How ever you determine the range of exposures required to capture your scene, you can capture those brackets in any number of ways, from fully automated (like Promote Control) to fully manual.
Most of the time I shoot on a tripod and advance the exposure manually. Setting up an AEB sequence is not necessary.
I take a couple of test shots at the bookends of my bracket, and then set the exposure for one end of the sequence and shoot the bracket. Depending on your camera and the settings for it, your shutter speed will be adjusted in 1/2 or 1/3 stop increments - mine is set to 1/3, for example. So, I take my first shot, then click-click-click of the shutter speed dial (1 stop change) take the next shot, click-click-click, etc.
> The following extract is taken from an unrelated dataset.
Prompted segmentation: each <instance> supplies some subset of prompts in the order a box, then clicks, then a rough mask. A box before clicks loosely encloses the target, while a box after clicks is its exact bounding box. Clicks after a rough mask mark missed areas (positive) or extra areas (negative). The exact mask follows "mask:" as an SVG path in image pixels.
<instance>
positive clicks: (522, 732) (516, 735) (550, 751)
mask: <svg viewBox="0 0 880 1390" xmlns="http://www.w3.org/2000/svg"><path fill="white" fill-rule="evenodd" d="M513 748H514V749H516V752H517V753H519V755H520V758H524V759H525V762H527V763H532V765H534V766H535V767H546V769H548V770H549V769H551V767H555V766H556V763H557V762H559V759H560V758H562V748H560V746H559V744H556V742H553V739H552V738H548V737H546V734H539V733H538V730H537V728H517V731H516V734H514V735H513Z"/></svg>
You can shoot a 7 image bracket in a few seconds (assuming the exposure for your scene allows reasonably short shutter speeds across the sequence) without having to worry about setting up the AEB, advancing it, worrying about which order things are being shot in, etc.
The only time I use a remote or take more precautions is when the shutter speeds get pretty long for the shadow exposures - then I might shoot manually but with a 2 second timer and mirror lock up. In those situations, I would use the Promote Control, where the set up of extra hardware is worth the effort.
As always, remember that you must fix your white balance, ISO and aperture and only change your shutter speed. It is also best to fix your focus as well - as in, once you have composed and focused your scene, disable auto-focus. You can use the same methodology described above (shoot, click-click-click) when shooting handheld as well, as long as the shutter speeds do not get too long. Most HDR applications have fairly robust alignment algorithms that will account for small changes in camera position, etc.